Skip to content

Feature flags

Feature flags allow us to change application behavior at runtime without redeploying code. In our stack, we use AWS AppConfig to manage these changes safely, whether that’s rolling out a new feature, limiting exposure, or quickly turning something off if it causes issues.

At a high level, feature flags help separate deployment (shipping code) from release (exposing functionality), which gives us much more control over risk. View this example AppConfig implementation for guidance within React.

Feature flags are most useful when you need a level of control or reversibility that a normal deployment doesn’t provide. Use flags when you need controlled, reversible changes. For example:

  • Gradual roll outs (releasing to a percentage of users before full launch)
  • Kill switches (quickly disabling a feature causing issues)
  • Decoupled deploy vs release (shipping code without immediately exposing it)
  • Environment-specific behavior (safely testing in staging or limited production cohorts)
  • Simple targeting (enabling for internal users, beta groups, or regions)

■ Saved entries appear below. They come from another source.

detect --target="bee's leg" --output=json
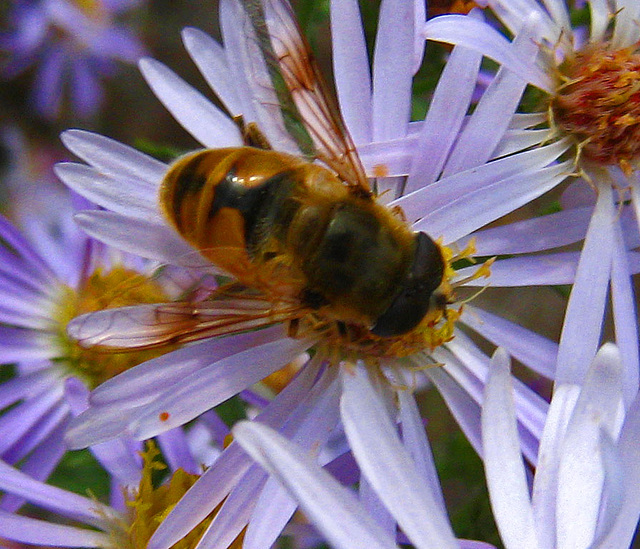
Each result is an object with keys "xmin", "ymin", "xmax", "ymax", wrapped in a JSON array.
[
  {"xmin": 233, "ymin": 115, "xmax": 272, "ymax": 150},
  {"xmin": 389, "ymin": 205, "xmax": 407, "ymax": 222}
]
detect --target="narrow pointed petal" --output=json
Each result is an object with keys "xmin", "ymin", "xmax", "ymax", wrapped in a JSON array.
[
  {"xmin": 423, "ymin": 15, "xmax": 553, "ymax": 91},
  {"xmin": 482, "ymin": 349, "xmax": 538, "ymax": 549},
  {"xmin": 556, "ymin": 185, "xmax": 615, "ymax": 385},
  {"xmin": 234, "ymin": 421, "xmax": 400, "ymax": 549},
  {"xmin": 341, "ymin": 362, "xmax": 458, "ymax": 549},
  {"xmin": 330, "ymin": 0, "xmax": 372, "ymax": 144},
  {"xmin": 0, "ymin": 511, "xmax": 112, "ymax": 547},
  {"xmin": 60, "ymin": 129, "xmax": 166, "ymax": 185},
  {"xmin": 556, "ymin": 344, "xmax": 625, "ymax": 549},
  {"xmin": 139, "ymin": 58, "xmax": 242, "ymax": 148}
]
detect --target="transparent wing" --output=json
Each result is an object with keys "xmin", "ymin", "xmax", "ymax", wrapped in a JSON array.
[
  {"xmin": 67, "ymin": 285, "xmax": 306, "ymax": 350},
  {"xmin": 243, "ymin": 0, "xmax": 371, "ymax": 194}
]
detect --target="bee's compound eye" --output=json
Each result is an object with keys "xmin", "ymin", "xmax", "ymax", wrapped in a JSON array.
[{"xmin": 370, "ymin": 232, "xmax": 445, "ymax": 337}]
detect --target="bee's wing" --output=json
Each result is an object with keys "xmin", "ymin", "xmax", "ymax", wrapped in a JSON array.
[
  {"xmin": 243, "ymin": 0, "xmax": 371, "ymax": 195},
  {"xmin": 67, "ymin": 287, "xmax": 306, "ymax": 350}
]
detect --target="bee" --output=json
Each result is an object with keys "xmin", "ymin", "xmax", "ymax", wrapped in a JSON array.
[{"xmin": 70, "ymin": 0, "xmax": 448, "ymax": 354}]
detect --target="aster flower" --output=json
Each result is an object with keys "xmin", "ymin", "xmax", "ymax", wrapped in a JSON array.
[
  {"xmin": 232, "ymin": 344, "xmax": 640, "ymax": 549},
  {"xmin": 233, "ymin": 359, "xmax": 488, "ymax": 549},
  {"xmin": 0, "ymin": 0, "xmax": 146, "ymax": 120},
  {"xmin": 0, "ymin": 191, "xmax": 205, "ymax": 497},
  {"xmin": 482, "ymin": 344, "xmax": 640, "ymax": 549},
  {"xmin": 423, "ymin": 1, "xmax": 640, "ymax": 399},
  {"xmin": 54, "ymin": 0, "xmax": 593, "ymax": 546},
  {"xmin": 0, "ymin": 424, "xmax": 226, "ymax": 548}
]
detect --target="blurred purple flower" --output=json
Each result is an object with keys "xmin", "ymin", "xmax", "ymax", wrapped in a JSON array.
[{"xmin": 1, "ymin": 0, "xmax": 146, "ymax": 120}]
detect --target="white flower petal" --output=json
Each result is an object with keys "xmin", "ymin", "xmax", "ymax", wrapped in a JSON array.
[
  {"xmin": 610, "ymin": 223, "xmax": 640, "ymax": 405},
  {"xmin": 442, "ymin": 15, "xmax": 539, "ymax": 176},
  {"xmin": 330, "ymin": 0, "xmax": 372, "ymax": 145},
  {"xmin": 613, "ymin": 0, "xmax": 640, "ymax": 48},
  {"xmin": 60, "ymin": 129, "xmax": 166, "ymax": 185},
  {"xmin": 55, "ymin": 162, "xmax": 162, "ymax": 221},
  {"xmin": 181, "ymin": 27, "xmax": 243, "ymax": 116},
  {"xmin": 404, "ymin": 44, "xmax": 482, "ymax": 193},
  {"xmin": 0, "ymin": 511, "xmax": 112, "ymax": 547},
  {"xmin": 139, "ymin": 58, "xmax": 242, "ymax": 148},
  {"xmin": 482, "ymin": 349, "xmax": 538, "ymax": 549},
  {"xmin": 372, "ymin": 0, "xmax": 413, "ymax": 141},
  {"xmin": 556, "ymin": 344, "xmax": 625, "ymax": 549},
  {"xmin": 556, "ymin": 185, "xmax": 615, "ymax": 385},
  {"xmin": 74, "ymin": 210, "xmax": 211, "ymax": 268},
  {"xmin": 423, "ymin": 15, "xmax": 553, "ymax": 91},
  {"xmin": 462, "ymin": 306, "xmax": 557, "ymax": 379},
  {"xmin": 397, "ymin": 390, "xmax": 447, "ymax": 515},
  {"xmin": 341, "ymin": 362, "xmax": 458, "ymax": 549},
  {"xmin": 234, "ymin": 421, "xmax": 400, "ymax": 549},
  {"xmin": 596, "ymin": 394, "xmax": 640, "ymax": 548}
]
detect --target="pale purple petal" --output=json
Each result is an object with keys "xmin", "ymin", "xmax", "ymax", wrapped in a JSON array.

Not every toggle should be a feature flag. In fact, overusing them can make the system harder to reason maintain. Avoid using feature flags for to following:

  • Permanent configuration (use environment variables or config files instead)
  • Short-lived development toggles (prefer local flags or mocks during development)
  • Core business logic branching (flags should not define fundamentally different code paths long-term)
  • Highly coupled UI logic (excessive flags in UI code can create hard-to-test states)
  • Anything you won’t clean up (if there’s no plan to remove it, don’t add a flag)
  • As a substitute for proper testing (flags shouldn’t compensate for inadequate QA)
  • Default to a safe state of false for features that are incomplete
  • Every flag should have a clear lifecycle and purpose
  • Use clear naming in your flags
  • Each flag should be as close the feature it is toggling a possible; avoid wrapping too much functionality in a flag.
  • Clean up flags regularly; unless you’re using a killswitch flag, most types should not be long-lived in the code. Clean them up when your done.